Hipgnosis and the Classic LP Cover

Hipgnosis’s cover for Dark Side of the Moon by Pink Floyd (1973)

Hipgnosis’s cover for Houses of Holy by Led Zeppelin (Atlantic, 1973)

It’s hard to say which is the most iconic album cover ever, but if one were to make a list of candidates Pink Floyd’s Dark Side of the Moon would have to be up there. But Dark Side is not just a lucky design; the designers behind the cover have hundreds more to their name, including for Led Zeppelin, Yes, Def Leppard, AC/DC, Peter Gabriel, Genesis, and many others.

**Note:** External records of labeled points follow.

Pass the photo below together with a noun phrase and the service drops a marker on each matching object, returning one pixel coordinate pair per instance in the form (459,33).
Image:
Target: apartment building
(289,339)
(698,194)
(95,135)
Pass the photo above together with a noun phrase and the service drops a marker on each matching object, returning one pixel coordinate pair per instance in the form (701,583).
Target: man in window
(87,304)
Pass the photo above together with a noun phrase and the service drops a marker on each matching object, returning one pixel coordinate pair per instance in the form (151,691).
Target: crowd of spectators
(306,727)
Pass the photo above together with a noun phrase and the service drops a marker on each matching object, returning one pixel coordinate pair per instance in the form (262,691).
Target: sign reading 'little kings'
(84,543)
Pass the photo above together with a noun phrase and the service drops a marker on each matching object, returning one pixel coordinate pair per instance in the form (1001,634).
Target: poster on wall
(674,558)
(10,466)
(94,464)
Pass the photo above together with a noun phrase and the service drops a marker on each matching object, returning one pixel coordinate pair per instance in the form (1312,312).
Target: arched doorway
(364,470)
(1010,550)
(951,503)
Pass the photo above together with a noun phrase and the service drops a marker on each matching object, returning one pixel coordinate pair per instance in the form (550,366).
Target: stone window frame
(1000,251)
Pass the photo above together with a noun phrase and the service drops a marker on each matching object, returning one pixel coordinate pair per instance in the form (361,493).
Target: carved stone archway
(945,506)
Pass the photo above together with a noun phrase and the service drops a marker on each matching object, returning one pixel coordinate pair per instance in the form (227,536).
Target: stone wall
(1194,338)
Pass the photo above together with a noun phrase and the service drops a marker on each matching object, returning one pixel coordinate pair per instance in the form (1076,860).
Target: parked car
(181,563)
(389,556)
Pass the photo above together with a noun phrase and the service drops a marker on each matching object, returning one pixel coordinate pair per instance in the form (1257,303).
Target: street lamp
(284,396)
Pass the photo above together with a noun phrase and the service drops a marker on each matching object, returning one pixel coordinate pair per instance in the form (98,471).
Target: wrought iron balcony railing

Hipgnosis is the name of the design group behind the prism. Designers Storm Thorgerson and Aubrey Powell began the London-based design studio in the late 1960s, and their output into the early 1980s helped establish album cover design as an art in itself.

Hipgnosis’s cover for Pieces of Eight by Styx (A&M, 1978)

Until the psychedelic revolution of the later 1960s, the primary purpose of record album covers was to drive record sales. For pop and rock formats, cover designs usually featured images of the performers on the cover. Hipgnosis’s cover designs represent a shift away from images of performers. Their work expanded the importance of the album cover as an artistic contribution to the overall product, not merely “packaging” that helped the record sell.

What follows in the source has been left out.